Measha Brueggergosman | News | Ganz etwas Anderes

Ganz etwas Anderes

12.03.2008
Das Album beginnt mit einem schnippischen “Surprise!” und zeigt schon bei den ersten Tönen, wo die Stärken von Measha Brueggergosman liegen. Natürlich könnte die agile Kanadierin auch die bewährten Partien ihres Fachs singen, doch damit wäre ihr immenses Talent zur schauspielerischen Darstellung im Gesang, zum turbulenten und dramatischen Erzählen unterfordert. So hat die seit der Jahrtausendwende bereits ihn ihrer Heimat gefeierte Sopranistin für ihren Einstand bei der Deutschen Grammophon ein überraschendes Programm gewählt: William Bolcoms “Cabaret Songs”, Arnold Schönbergs “Brettl-Lieder” und fünf Miniaturen von Erik Satie. Heraus kam ein faszinierendes Kompendium der musikalischen Seitenlinien, ungemein unterhaltsam und zugleich ernst genug, um die große Kunst hinter dem vermeintlich Kleinen zu entdecken. Measha Brueggergosmann stammt aus dem kanadischen Fredericton im Bundesstaat New Brunswick. Ihr Vater arbeitete beim Radio, daheim lief viel klassische Musik, während sie ihrer ersten Schritte machte, Worte sprach und Sätze schrieb. Das Mädel war begabt, allerdings merkte das zunächst eine aufmerksame Grundschullehrerin, die die Eltern auf Maeshas Talent ansprach. Die gaben ihr Recht und so kam es zu ersten Gesangs- und Klavierstunden.
Von da an ging es zügig voran. Im Alter 15 Jahren entschloss sich die Teenagerin, Sängerin zu werden und meldete sich an der Universität von Toronto an. Sie lernte bei Mary Morrison, machte ihren Abschluss, ließ sich nicht von den Verlockungen beirren, sich gleich ins Getümmel zu stürzen, sondern ging weiter nach Deutschland, um sich bei der Spezialistin für Liedgesang Edith Wiens noch weiter ausbilden zu lassen.

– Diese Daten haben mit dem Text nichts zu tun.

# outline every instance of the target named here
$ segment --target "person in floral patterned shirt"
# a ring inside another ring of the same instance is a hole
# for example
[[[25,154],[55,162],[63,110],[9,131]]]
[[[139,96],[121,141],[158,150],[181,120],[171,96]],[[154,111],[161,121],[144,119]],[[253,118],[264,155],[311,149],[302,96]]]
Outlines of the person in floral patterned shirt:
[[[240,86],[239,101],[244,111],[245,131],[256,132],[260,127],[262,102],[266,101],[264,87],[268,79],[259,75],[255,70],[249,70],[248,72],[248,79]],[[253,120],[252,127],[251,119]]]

Dann erst, als Measha Brueggergosman das Gefühl hatte, genügend Handwerkszeug gelernt zu haben, um auch die anspruchsvolleren Repertoireperlen zu singen, machte sie sich auf den Weg in die Szene. Sie gewinnt den Robert-Schumann-Wettbewerb in Zwickau (2000), den Internationalen Gesangswettbewerb der Londoner Wigmore Hall (2001), den Wettbewerb der ARD in München (2003) und ist seitdem zunehmend auf den internationalen Bühnen präsent. Dabei helfen ihr nicht nur ihre fantastische Stimme, sondern auch die schauspielerische Begabung und ein Temperament, das jedem Zuhörer, wenn er sie hört und live erlebt, augenblicklich klar macht, dass Musik etwas Lustvolles, Persönliches und zugleich faszinierend Weltoffenes ist.

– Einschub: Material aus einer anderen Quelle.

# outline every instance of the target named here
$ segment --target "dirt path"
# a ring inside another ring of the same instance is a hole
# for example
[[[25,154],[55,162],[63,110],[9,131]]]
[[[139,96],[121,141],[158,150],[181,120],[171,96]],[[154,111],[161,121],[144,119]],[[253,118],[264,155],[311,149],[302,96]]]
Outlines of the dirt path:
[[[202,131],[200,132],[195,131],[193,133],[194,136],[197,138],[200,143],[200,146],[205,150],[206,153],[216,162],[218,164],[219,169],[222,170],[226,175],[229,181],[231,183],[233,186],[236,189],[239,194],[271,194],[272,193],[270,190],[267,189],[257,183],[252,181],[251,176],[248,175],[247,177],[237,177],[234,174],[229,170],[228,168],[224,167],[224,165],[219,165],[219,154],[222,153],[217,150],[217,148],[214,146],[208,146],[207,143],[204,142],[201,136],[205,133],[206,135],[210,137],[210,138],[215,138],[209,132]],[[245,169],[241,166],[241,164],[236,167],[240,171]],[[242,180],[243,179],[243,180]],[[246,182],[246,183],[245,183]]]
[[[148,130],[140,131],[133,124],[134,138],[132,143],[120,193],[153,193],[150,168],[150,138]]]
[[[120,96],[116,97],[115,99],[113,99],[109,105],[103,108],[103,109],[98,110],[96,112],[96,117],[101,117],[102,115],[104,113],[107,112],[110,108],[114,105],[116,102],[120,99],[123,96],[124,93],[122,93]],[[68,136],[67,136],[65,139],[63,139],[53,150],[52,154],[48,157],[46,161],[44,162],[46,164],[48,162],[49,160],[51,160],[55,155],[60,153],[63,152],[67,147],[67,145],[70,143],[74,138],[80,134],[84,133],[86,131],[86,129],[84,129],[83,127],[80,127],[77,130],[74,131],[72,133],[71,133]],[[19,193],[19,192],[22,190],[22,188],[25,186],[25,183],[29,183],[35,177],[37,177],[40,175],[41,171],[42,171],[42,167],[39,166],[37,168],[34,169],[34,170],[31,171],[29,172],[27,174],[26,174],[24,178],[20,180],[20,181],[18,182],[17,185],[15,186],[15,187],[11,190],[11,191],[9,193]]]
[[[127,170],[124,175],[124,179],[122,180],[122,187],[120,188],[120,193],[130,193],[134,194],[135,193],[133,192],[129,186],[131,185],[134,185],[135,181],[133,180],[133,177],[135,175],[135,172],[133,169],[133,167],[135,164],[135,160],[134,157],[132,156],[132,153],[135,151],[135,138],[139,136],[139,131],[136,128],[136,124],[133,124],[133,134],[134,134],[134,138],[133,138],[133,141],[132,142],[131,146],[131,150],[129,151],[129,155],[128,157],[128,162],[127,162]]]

Die Zeit also ist reif für ein Album, das diese junge, eigenständige Künstlerin einem großen Publikum präsentiert – und das bei dieser Geschichte als Debüt bei der Deutschen Grammophon nicht aus den Klassikern des Hohen Cs, sondern aus ungewöhnlichen Liedern bestehen muss, die die besonderen Kompetenzen von Measha Brueggergosman in den Mittelpunkt stellen: “Das Kunststück ist, den Gesang soweit zurückzunehmen, dass er das Geschichtenerzählen nicht überschattet. Die Bolcom-Lieder sind tiefer gesetzt und lassen sich daher leichter erzählerisch gestalten. Schönberg und Satie bieten in dieser Hinsicht eine viel größere Herausforderung – obwohl ich bei Satie, der in der melodischen Üppigkeit schwelgt, die eigentlich nur Franzosen beherrschen, gar nichts dagegen habe, wenn die Leute sagen: ‘Jetzt hör doch einfach nur zu!’ Aber anfangs dachte ich immer daran, wie ich die Geschichte erzählen kann, statt ein Lied zu singen”.

Der Titel “Surprise!” passt daher in vieler Hinsicht, in Bezug auf das Temperament, das Repertoire, die Details der Gestaltung und die Künstlerin in ihrer gesamten Erscheinung. Denn eines ist klar: Wer sich als Einstand in die große Welt der Stimmen die “Cabaret Songs” von William Bolcom, die “Brettl-Lieder” von Arnold Schönberg und fünf zum Teil neu orchestrierte Lieder von Erik Satie auswählt, muss schon eine Überraschung zu bieten haben. Und die gelingt Measha Brueggergosman mit der Lässigkeit einer großen Künstlerin.